Discussions and feasibility studies are ongoing with various other potential gene and cell therapy partners and the Group aims to increase not only the number of partners but also the number of programmes worked on by existing partners and reconfirms that three new lentiviral vector-based CDMO partnership agreements are expected to be signed during 2020. Additionally, the Group is targeting the spin out / out-licence of one in-house product candidate during 2020 and potential partnership discussions are ongoing, although timings of these transactions are less predictable than those in the CDMO area.
Looking further ahead, with a strengthened balance sheet and with an ever increasing number of partners working with the Group, Oxford Biomedica has never been in a stronger position to capitalise on its world-leading position and to deliver value to shareholders as the Group takes advantage of the opportunities ahead.

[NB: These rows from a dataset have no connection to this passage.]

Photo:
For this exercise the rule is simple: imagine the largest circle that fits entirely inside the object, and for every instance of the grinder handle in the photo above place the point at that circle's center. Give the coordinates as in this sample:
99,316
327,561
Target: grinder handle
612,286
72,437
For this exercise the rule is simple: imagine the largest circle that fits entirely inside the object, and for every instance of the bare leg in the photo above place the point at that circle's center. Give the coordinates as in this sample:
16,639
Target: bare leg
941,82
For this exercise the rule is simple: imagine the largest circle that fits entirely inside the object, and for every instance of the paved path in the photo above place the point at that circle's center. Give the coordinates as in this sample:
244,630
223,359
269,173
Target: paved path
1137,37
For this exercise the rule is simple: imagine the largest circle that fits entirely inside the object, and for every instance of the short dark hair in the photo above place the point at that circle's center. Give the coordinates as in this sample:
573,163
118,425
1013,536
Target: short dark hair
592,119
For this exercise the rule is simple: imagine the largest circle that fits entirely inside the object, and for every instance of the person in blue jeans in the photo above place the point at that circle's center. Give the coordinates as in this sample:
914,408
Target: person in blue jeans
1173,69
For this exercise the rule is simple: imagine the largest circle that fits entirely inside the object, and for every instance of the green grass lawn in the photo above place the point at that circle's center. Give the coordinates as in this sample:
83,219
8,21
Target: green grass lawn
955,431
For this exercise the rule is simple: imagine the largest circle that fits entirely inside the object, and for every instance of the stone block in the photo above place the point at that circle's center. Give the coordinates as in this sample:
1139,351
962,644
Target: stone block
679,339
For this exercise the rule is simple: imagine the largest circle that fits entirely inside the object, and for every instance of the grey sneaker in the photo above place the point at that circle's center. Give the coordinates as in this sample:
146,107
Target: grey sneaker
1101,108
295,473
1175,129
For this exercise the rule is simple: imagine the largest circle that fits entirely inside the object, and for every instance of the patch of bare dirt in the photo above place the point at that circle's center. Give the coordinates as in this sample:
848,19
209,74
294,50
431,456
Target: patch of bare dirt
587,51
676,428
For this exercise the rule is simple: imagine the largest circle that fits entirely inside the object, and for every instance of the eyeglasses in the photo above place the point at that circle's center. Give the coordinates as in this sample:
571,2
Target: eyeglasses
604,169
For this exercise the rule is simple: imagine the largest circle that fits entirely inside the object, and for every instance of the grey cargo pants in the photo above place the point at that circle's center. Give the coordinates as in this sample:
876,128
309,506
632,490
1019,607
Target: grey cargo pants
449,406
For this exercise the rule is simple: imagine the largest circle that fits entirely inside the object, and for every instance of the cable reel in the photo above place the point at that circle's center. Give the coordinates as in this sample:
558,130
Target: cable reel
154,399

The first half of 2020 has been a period of operational resilience and revenue growth for the Group. Whilst the spread of the Coronavirus pandemic saw adjustments to the Group’s operating methods and employees working from home where possible, the Group was able to continue bioprocessing product and perform commercial development activities in its laboratories throughout the period. A great achievement which allowed us to generate revenue growth during a very difficult period for businesses across the world. From first joining the Oxford University Jenner institute consortium in April, the Group ultimately signed an agreement with AstraZeneca in May to develop and bioprocess batches of their COVID vaccine. This, together with the new commercial agreements entered into with Juno/BMS and Beam, should see the Group continue to deliver increased commercial activity through the remainder of 2020 if it is able to continue without its operations being interrupted.
The Group also raised £40 million of new equity (£38.6 million net of expenses) in June 2020 in order to refurbish its Windrush Innovation Centre, exploit new opportunities in the cell and gene therapy market, and also provide additional resources for the work the Group is involved with relating to potential COVID-19 candidates.
The key financial indicators used by the Board are set out in the table below and the highlights are:
- Revenue (£34.0 million) increased by 6% over H1 2019 (£32.1 million) as a result of the 24% increase in bioprocessing and commercial development revenues and £10.6 million of Licence fees, consisting mainly of the Juno/BMS license fee and Novartis royalties
- Operational results (Operating loss and Operating EBITDA1loss) of £5.8 million and £0.4 million respectively improved compared to prior year due to higher revenues partly offset by an investment in its bioprocessing operations and people due to the Oxbox bioprocessing facility coming online in H1 2020
- Operating activities used cash of £0.9 million compared to generating £1.3 million in H1 2019 as increased revenues in H1 2020 were not yet sufficient to offset the additional investment in our operations
- Capital expenditure decreased as expected from £14.9 million in H1 2019 to £5.3 million in H1 2020 mainly as a result of the completion of construction of the Oxbox bioprocessing facility
- Cash burn2 decreased from a net outflow of £16.9 million in H1 2019 to an outflow of £4.2 million due to the reasons explained above
- Cash at 30 June 2020 was £50.6 million compared to £26.1 million at 30 June 2019
|KEY FINANCIAL INDICATORS (£ m)||H1 2020||H1 2019|
|Licence fees, milestones & royalties||10.6||13.3|
|Cash (consumed)/generated from operating activities||(0.9)||1.3|
|Cash burn2|| (4.2)|| (16.9)|
|Period end cash||Cash||50.6||26.1|
- Operating EBITDA (Earnings Before Net Finance Costs, Tax, Depreciation, Amortisation, Fair value adjustments of available-for-sale assets and Share Based Payments) is a non-GAAP measure often used as a surrogate for operational cash flow as it excludes from operating profit or loss all non-cash items, including the charge for share options. A reconciliation to GAAP measures is provided on page 9.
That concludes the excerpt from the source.